Material that could revolutionize memory storage is magnetic, but not as we know it
Using a type of magnetic insulator material that normally doesn’t conduct electricity, scientists working at Stanford University and the Department of Energy’s SLAC National Accelerator Laboratory have shown that electric currents can still be made to flow along the borders of the grains within the material. This latest research not only validates a long-held belief that magnetic insulators could be used to conduct electricity, but offers a more tantalizing possibility of creating highly-efficient magnetic memory devices.
Using a type of magnetic insulator material that normally doesn’t conduct electricity, scientists working at Stanford University and the Department of Energy’s SLAC National Accelerator Laboratory have shown that electric currents can still be made to flow along the borders of the grains within the material. This latest research not only validates a long-held belief that magnetic insulators could be used to conduct electricity, but offers a more tantalizing possibility of creating highly-efficient magnetic memory devices.
"This physics is interesting and had been thought to exist, but it remained elusive for the last 60 years," says Zhi-Xun Shen, the SLAC and Stanford professor who led the research. "Now it’s been seen directly in this experiment."

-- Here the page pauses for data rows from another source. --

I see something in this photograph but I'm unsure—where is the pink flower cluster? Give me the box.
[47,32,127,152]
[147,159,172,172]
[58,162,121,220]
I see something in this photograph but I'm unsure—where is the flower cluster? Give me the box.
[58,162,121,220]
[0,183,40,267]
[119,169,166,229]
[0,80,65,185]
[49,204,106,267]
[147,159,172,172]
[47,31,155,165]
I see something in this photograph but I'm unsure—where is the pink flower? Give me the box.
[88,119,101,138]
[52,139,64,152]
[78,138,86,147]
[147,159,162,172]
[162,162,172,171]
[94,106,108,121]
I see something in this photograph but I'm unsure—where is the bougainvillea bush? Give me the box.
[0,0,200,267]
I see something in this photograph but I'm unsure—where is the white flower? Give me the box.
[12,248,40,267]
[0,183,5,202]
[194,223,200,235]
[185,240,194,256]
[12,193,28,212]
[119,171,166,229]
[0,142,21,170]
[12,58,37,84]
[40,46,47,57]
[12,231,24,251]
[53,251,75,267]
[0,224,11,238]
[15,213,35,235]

The material being researched is a recently-developed amalgam of neodymium, iridium and oxygen (ND2Ir2O7). Synthesized in the laboratories of the University of Tokyo and the RIKEN research institution in Japan, the substance is technically a magnetic material, when viewed in the conventional sense, as it has large numbers of un-paired electrons stacked in an array that would normally give the material an overall magnetism.
However, unlike recent experiments that created magnetic materials from non-magnetic ones, the molecular make up of this new material renders it non-magnetic by having the neodymium's influence effectively cancelled out by the other ingredients in the mix. Whilst this may sound somewhat counterintuitive, it simply means that scientists can take advantage of the material’s unusual molecular structure to observe various and unusual electron behaviors not possible in more conventional substances.
Also unable to conduct electricity in any conventional way, the latest research has shown that the material’s unusual mixture provides conduction paths via the magnetic domains that exist along the boundaries of its constituent grains. At certain temperatures and with the application of microwave energy, these regions form snaking, continuous paths for the movement of electrical current. Also able to be switched from conducting to insulating by altering the temperature applied, this phenomenon holds hope for highly-efficient magnetic memory applications.
"This can provide a more straightforward way to use magnetic material as memory," says Eric Yue Ma, a graduate student in the laboratory of Zhi-Xun Shen. "Today you need to convert magnetic information into electrical information when reading magnetic memory, usually via multiple layers of different materials. But if you have both types of information within the material itself, you can skip that step."
To observe the switchable conductive behaviour of the material, the Stanford team incorporated what is known as Microwave Impedance Microscopy, or MIM. This method involves injecting microwave energy directly to the substance via a very fine probe and measuring the strength of that energy on its return journey. Capable of testing areas as small as just 100 nanometers, this process also allows the researchers to measure the electrical resistance of the material.
Though the material being researched is only able to demonstrate this domain boundary conductivity at exceptionally low temperatures (around 4.7 K (-268.45 ºC or -451.21 ºF)), and so far only at the tested frequencies (approximately one Gigahertz) the SLAC team is quick to point out that other researchers have just recently described comparable behavior in a similar material that may work at higher temperatures of around - 45 ºF (- 42 ºC).
"It’s a beautiful experimental technique, to be able to make these measurements, and the technique could be applied to a huge range of materials. It’s remarkable how large the magnetic domains are. That’s great news; it means we can isolate a single domain and measure its properties," says Leon Balents, a professor of physics at the University of California, Santa Barbara (who wasn't actually involved in the study). "And now that they have a handle on being able to locate the domains, they can use those techniques to attack further questions. While this is a fundamental physics study, in the long term people are thinking toward many different types of applications."
The researchers also suggest that altering the organization of the magnetic domains in the material may offer unique ways to store information. That is, they believe, by changing the amount of domains present in a narrow area by heating or bending the material, for example, the insulating or conductive properties could be significantly altered at will. As such, these two opposite states could be taken as ones and zeroes and applied to the storage and retrieval of binary information.
According to the scientists, such memory devices could be more inherently stable than current FLASH memory, and may be able to be created at physical dimensions far smaller than those possible today.